In his first detailed response in months on the controversy
over Obamacare and its replacement with Trumpcare or the Republican healthcare
act, a central campaign promise of Donald Trump, Obama has decimated the
Republican noise on a bill that is expected to leave millions of Americans out
of the US government mandated healthcare protection.
While presenting arguments in favour of Obamacare, Obama
writes in his Facebook post that the legislation has helped cover 90 per cent
Americans and companies cannot ask for more or deny insurance citing some
pre-existing health condition and has slowed down the pace of rising healthcare
costs, Obama has slammed the Republican version as a hastily arrived antithesis
to what Obamacare stands for.
He writes, citing objective analyses and the nonpartisan
Congressional Budget Office, “the legislation rushed through the House and the
Senate without public hearings or debate would do the opposite.
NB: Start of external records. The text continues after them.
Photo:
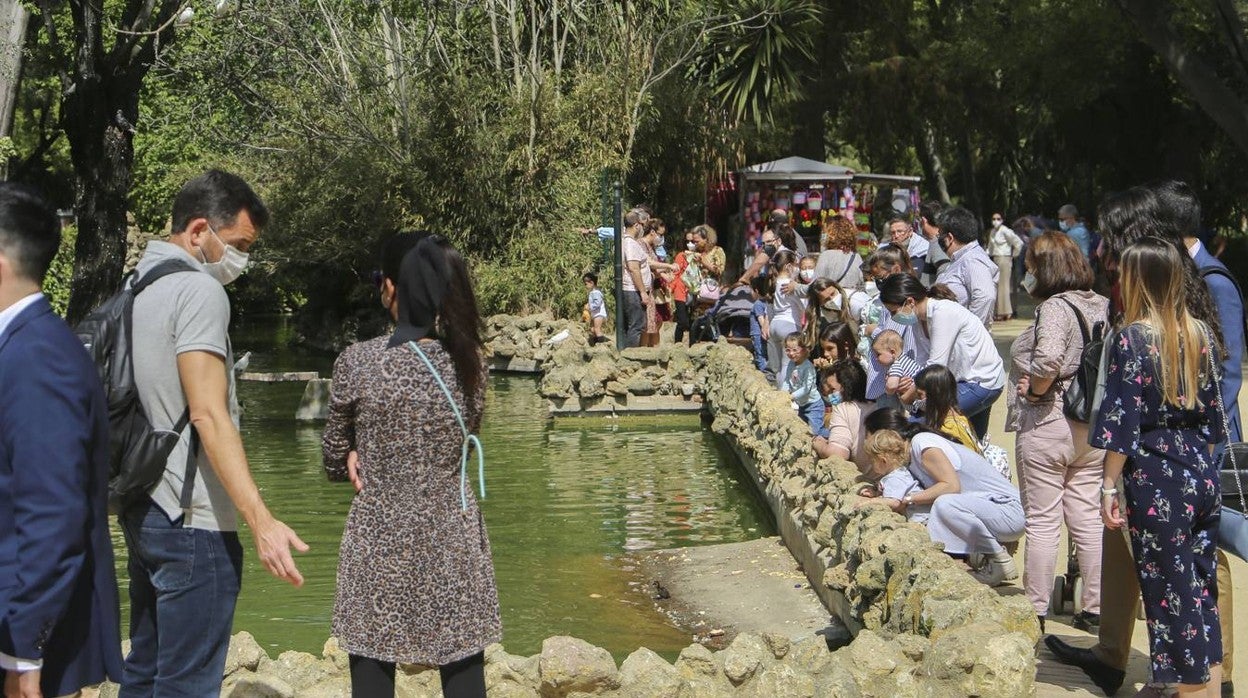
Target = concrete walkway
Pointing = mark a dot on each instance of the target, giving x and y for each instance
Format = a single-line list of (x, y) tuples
[(1055, 678)]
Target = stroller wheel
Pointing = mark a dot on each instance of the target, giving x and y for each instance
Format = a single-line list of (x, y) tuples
[(1057, 599)]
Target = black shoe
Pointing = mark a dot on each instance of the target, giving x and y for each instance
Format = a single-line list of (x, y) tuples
[(1106, 677), (1086, 622)]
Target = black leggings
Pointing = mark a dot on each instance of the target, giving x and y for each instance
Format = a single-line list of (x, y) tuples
[(682, 320), (373, 678)]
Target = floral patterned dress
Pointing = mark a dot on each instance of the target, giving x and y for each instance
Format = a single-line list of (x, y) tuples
[(1173, 503)]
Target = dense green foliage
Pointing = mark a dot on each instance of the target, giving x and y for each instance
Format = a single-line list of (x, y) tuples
[(493, 121)]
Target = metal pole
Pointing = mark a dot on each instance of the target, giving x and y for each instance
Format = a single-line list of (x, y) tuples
[(619, 265)]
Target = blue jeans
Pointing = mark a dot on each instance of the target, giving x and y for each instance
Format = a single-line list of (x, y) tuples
[(184, 583), (976, 401), (813, 413), (760, 347), (634, 319)]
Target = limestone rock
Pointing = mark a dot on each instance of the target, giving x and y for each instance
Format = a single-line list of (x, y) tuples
[(519, 672), (984, 659), (645, 674), (809, 654), (778, 643), (570, 664), (417, 682), (336, 656), (248, 684), (642, 386), (243, 653), (781, 679), (300, 669), (706, 687), (697, 661), (872, 661), (332, 687), (744, 657), (644, 355)]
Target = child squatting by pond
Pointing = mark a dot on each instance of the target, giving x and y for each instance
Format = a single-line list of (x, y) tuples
[(801, 382)]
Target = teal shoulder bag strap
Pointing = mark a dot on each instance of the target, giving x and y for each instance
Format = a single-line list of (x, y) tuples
[(469, 438)]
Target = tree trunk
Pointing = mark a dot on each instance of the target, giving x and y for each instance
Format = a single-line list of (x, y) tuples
[(13, 31), (970, 185), (929, 154), (1221, 101), (102, 159)]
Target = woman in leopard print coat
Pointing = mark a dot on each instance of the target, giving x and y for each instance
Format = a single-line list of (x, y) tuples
[(416, 581)]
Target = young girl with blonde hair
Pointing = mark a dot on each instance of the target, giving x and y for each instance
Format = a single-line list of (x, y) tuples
[(1157, 423)]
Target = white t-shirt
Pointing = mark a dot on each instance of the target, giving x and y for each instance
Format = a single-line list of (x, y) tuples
[(597, 304), (634, 251), (959, 340), (179, 314)]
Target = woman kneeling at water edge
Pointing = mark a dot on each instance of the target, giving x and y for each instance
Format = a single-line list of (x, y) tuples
[(974, 507), (416, 582)]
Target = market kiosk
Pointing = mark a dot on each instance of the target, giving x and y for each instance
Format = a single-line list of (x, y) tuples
[(814, 191)]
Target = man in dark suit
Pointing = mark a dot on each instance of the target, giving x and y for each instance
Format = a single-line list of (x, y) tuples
[(59, 626), (1168, 210)]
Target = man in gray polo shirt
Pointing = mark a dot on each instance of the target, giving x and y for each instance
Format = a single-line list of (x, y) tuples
[(186, 565), (971, 275)]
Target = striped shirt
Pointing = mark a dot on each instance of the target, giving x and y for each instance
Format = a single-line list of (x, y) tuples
[(904, 366)]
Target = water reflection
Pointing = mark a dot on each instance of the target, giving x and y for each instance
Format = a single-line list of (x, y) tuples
[(567, 503)]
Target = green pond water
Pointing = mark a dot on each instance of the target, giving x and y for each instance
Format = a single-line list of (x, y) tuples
[(569, 505)]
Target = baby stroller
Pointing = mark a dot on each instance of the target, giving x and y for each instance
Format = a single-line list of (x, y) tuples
[(728, 317)]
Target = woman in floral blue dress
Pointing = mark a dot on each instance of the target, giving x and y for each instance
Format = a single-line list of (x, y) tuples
[(1157, 421)]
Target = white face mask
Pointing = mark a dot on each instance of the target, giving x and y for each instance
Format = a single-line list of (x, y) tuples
[(231, 264)]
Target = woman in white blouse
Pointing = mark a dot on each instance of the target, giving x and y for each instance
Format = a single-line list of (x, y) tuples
[(1004, 246), (947, 335)]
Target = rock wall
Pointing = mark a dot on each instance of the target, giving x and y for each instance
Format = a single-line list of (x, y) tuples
[(881, 576), (769, 666), (875, 571), (924, 627)]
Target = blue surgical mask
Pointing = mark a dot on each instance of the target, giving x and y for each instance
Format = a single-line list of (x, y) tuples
[(904, 317)]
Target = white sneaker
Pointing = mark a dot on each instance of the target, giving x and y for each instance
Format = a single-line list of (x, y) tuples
[(999, 570)]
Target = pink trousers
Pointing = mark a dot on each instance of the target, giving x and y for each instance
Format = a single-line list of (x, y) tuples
[(1060, 477)]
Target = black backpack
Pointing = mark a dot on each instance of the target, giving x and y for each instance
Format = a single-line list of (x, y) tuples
[(137, 452), (1078, 396)]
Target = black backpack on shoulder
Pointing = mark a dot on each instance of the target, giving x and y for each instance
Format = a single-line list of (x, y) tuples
[(137, 452), (1078, 396)]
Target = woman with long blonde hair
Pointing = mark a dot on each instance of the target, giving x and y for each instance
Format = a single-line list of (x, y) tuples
[(1157, 423)]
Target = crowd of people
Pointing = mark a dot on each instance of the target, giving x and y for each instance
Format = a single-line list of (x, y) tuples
[(416, 581), (891, 362)]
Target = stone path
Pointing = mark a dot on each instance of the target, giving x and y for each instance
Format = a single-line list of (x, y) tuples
[(765, 591), (1053, 678)]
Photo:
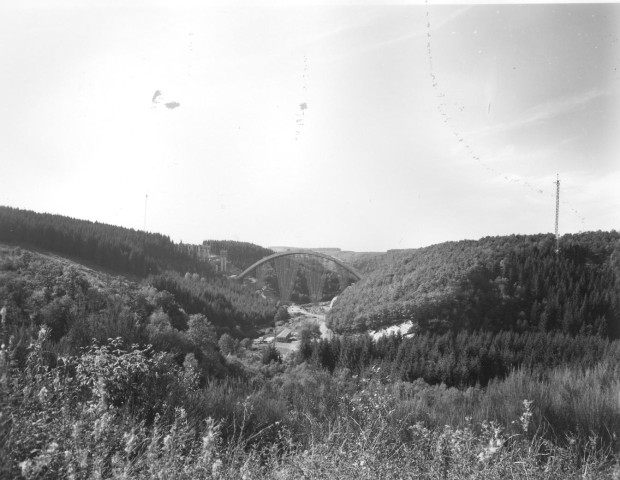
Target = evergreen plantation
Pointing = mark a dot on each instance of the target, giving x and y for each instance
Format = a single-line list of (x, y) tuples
[(515, 283), (142, 364)]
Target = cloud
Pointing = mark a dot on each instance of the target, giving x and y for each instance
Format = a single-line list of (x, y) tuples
[(543, 112)]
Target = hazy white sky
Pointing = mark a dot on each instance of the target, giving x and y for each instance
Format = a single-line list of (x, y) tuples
[(365, 127)]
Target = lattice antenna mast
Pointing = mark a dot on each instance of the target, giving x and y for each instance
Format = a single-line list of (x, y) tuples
[(146, 198), (557, 213)]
It would raise
costs, reduce coverage, roll back protections, and ruin Medicaid as we know it”
while adding that though a significant step, “ACA was not perfect, nor could it
be the end of our efforts – and that if Republicans could put together a plan
that is demonstrably better than the improvements we made to our health care
system, that covers as many people at less cost, I would gladly and publicly
support it.”
Trump, during the campaign phase of the US presidential
polls, and even after his election, had raised hopes of a healthcare act to
replace Obamacare that would guarantee ‘universal healthcare’ but going by the
versions of the Republican healthcare bill so far, there has been a growing
consensus in the US that if implemented in the current form, the Republican
legislation would devoid millions of the much needed healthcare protection and
at the same time would increase healthcare cost for many and would ruin
Medicaid, a US government programme for financially weaker section that has
been in place for decades.
Obama writes that he hopes that even many Republicans who
fought for the ACA would see these concerns and would say no to the bill in
current form, “Thousands upon thousands of Americans, including Republicans,
threw themselves into that collective effort, not for political reasons, but
for intensely personal ones – a sick child, a parent lost to cancer, the memory
of medical bills that threatened to derail their dreams.”
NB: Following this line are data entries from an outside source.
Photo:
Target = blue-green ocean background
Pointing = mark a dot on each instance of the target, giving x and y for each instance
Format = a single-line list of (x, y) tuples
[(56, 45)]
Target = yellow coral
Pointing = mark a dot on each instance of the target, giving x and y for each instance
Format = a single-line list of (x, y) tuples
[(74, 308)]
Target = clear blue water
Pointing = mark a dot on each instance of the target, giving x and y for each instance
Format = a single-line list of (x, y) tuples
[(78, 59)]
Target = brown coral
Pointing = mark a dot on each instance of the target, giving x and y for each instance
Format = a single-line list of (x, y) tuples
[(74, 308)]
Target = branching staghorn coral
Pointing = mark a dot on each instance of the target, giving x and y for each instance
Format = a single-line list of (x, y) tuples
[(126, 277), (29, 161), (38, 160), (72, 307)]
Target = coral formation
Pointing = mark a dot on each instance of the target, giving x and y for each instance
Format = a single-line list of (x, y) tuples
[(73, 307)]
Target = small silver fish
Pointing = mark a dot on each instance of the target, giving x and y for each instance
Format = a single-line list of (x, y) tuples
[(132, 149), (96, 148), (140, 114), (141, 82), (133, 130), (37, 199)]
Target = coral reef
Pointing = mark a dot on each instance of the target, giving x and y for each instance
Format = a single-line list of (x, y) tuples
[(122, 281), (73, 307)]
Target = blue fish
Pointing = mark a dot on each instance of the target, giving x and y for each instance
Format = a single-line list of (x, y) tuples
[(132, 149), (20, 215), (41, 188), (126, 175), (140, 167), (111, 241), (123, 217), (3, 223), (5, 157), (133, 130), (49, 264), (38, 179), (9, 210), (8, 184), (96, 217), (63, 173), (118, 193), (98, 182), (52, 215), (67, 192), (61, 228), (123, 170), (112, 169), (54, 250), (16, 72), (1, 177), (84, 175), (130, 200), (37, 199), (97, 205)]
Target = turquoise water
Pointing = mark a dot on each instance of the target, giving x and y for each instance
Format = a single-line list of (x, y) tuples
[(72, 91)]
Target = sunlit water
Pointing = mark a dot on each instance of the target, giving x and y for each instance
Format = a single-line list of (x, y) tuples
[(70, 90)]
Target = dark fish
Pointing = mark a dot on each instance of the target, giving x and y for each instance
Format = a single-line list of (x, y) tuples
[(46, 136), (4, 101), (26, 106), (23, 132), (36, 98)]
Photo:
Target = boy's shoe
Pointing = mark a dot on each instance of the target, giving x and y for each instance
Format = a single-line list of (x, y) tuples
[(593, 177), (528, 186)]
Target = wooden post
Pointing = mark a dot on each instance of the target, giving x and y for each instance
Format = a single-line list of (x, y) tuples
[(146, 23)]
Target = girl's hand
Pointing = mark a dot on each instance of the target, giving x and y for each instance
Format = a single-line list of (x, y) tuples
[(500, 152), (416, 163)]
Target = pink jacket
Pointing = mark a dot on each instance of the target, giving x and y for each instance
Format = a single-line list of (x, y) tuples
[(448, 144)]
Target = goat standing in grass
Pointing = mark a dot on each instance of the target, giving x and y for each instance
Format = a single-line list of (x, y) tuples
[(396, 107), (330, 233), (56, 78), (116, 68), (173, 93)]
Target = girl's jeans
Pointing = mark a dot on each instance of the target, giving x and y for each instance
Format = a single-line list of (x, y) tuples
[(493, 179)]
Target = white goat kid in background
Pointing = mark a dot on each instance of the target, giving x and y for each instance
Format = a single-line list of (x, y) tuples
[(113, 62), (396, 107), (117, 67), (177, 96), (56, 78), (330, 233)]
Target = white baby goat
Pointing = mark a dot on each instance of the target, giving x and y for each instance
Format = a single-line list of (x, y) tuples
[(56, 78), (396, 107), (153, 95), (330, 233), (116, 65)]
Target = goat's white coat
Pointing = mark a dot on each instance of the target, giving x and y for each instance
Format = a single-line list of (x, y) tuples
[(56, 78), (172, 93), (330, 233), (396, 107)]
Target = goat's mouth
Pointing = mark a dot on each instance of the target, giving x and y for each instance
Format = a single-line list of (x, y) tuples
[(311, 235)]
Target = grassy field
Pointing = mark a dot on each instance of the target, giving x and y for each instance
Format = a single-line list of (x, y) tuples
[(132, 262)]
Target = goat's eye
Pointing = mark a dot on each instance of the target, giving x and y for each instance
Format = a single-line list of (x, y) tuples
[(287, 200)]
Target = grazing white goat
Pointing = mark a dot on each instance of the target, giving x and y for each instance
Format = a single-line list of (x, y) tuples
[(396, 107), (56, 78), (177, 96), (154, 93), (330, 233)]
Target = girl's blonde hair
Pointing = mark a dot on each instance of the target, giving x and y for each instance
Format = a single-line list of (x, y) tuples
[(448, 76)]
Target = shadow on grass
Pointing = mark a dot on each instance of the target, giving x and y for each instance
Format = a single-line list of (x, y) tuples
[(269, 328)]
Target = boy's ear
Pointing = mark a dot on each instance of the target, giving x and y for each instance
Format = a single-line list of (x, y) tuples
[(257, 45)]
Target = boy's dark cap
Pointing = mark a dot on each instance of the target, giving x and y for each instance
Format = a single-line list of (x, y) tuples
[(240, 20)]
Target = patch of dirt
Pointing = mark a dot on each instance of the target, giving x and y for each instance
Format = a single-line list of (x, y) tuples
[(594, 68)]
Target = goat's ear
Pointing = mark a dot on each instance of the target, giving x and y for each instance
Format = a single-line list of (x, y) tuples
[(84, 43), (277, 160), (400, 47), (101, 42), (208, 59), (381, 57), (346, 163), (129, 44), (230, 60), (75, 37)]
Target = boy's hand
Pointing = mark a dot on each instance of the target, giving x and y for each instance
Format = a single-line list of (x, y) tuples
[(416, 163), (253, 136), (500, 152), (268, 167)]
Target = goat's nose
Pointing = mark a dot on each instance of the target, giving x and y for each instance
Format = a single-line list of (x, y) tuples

And Obama is right. Within hours of the unveiling of the
Republican legislation, four conservative Republicans have come out to say that
they cannot support the bill in its current form, a Reuters report** said.
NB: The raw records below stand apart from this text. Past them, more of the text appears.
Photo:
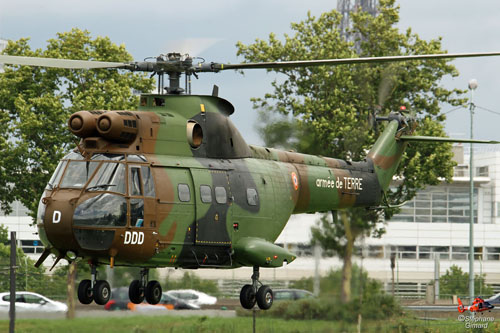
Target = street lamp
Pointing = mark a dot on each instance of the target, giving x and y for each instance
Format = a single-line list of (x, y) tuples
[(472, 87)]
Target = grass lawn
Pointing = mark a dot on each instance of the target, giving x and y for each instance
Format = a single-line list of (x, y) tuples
[(139, 324)]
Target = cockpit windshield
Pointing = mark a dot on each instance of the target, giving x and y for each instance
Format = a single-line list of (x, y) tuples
[(78, 173), (109, 177), (74, 172)]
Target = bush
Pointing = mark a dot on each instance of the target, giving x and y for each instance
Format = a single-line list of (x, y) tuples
[(330, 284), (191, 281), (377, 307)]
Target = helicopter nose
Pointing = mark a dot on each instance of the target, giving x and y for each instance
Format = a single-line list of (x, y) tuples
[(57, 221)]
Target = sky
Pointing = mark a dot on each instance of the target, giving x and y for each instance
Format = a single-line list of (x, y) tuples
[(212, 28)]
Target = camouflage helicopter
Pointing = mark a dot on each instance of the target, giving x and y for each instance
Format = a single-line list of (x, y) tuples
[(174, 184)]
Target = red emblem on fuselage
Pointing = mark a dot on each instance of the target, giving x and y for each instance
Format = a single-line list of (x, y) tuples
[(295, 181)]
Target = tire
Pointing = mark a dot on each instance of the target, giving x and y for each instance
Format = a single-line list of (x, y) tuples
[(136, 292), (102, 292), (85, 293), (153, 292), (265, 297), (247, 297)]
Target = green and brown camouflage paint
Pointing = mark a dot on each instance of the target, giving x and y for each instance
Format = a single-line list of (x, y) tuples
[(253, 190)]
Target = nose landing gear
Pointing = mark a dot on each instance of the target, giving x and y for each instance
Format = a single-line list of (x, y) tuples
[(140, 289), (94, 290), (252, 293)]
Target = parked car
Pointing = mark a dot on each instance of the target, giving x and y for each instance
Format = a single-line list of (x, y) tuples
[(192, 297), (494, 300), (31, 302), (120, 301), (291, 294), (177, 303)]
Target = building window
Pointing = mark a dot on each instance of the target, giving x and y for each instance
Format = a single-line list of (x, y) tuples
[(184, 193), (493, 253), (459, 252), (439, 205), (482, 171), (375, 251)]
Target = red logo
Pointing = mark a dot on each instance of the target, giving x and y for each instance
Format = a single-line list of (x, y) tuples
[(295, 181)]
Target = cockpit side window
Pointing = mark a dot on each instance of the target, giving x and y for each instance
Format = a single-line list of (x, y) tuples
[(134, 181), (56, 177), (148, 180), (78, 173)]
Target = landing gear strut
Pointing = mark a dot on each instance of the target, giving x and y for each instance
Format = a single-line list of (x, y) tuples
[(140, 289), (93, 289), (252, 293)]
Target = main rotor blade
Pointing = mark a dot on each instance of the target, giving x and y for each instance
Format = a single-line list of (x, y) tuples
[(307, 63), (60, 63)]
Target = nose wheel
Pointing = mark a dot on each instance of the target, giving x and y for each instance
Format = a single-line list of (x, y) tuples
[(94, 290), (256, 293), (140, 289)]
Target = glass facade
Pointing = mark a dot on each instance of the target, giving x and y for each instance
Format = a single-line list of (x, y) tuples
[(438, 204)]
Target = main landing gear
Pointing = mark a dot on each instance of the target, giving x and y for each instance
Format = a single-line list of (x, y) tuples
[(100, 291), (140, 289), (252, 293), (94, 290)]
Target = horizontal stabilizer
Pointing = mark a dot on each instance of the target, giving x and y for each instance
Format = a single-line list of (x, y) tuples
[(252, 251), (411, 138)]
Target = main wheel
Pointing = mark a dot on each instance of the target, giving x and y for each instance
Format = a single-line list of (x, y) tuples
[(85, 292), (102, 292), (136, 292), (265, 297), (153, 292), (247, 297)]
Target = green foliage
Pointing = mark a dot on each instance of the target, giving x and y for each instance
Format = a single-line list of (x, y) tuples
[(37, 103), (374, 307), (456, 282), (334, 104), (4, 234), (27, 276), (191, 281)]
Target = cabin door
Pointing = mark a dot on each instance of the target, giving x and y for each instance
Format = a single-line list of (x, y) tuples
[(213, 207)]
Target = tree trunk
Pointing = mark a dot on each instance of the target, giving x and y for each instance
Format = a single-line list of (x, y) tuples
[(71, 290), (345, 295)]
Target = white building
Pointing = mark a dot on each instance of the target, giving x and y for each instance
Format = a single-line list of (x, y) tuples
[(3, 45), (435, 222)]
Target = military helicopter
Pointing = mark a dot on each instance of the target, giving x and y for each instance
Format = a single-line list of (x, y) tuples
[(174, 184)]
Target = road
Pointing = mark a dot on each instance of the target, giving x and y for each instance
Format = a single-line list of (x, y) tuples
[(121, 313)]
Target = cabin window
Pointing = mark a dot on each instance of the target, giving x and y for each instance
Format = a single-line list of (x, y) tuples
[(205, 194), (158, 101), (220, 195), (136, 212), (252, 197), (136, 158), (109, 177), (147, 178), (184, 193), (73, 156), (134, 181), (108, 157)]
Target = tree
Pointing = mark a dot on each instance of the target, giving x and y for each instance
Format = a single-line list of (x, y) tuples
[(37, 102), (333, 105), (456, 282)]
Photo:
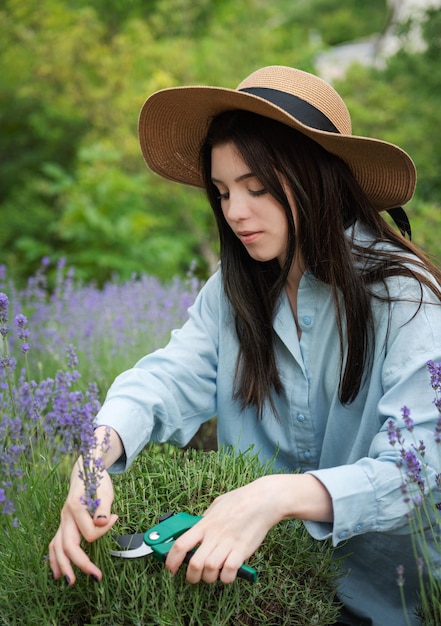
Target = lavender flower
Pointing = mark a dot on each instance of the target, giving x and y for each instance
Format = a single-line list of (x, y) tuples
[(408, 421), (4, 307), (22, 332), (400, 575)]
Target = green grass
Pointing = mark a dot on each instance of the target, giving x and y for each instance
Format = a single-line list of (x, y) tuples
[(296, 575)]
Either Donald Trump or Republican senators have not been
able to come out with a piece of legislation that would be smart enough to
outdo the Obamacare. Democrats have stood united against any proposed Republican
healthcare bill so far. But what should be eye-opener for Republicans that even
many Republicans are against the Obamacare replacement in its present form that
makes Republicans, who are in majority, short of votes to pass the bill in the
House as happened in May when, in a major defeat for Donald Trump, the
Republicans had to withdraw the legislation as they could not garner numbers
even after months of canvassing.
Accusing Trump of “giving billionaires and corporations a
massive tax cut” while bringing a piece of legislation that may put the
American people through the pain of massive healthcare costs, unlimited bills
and insurers’ rejections after they lose their insurance cover under Obamacare,
Obama appeals to the Americans to call Congress members and visit their offices
and speak out their minds to let America know “in very real terms, what this
means for them and their family” because what is at stake here is bigger than
politics. It is the character of the nation – “who we are, and who we aspire to
be and that’s always worth fighting for,” Obama writes.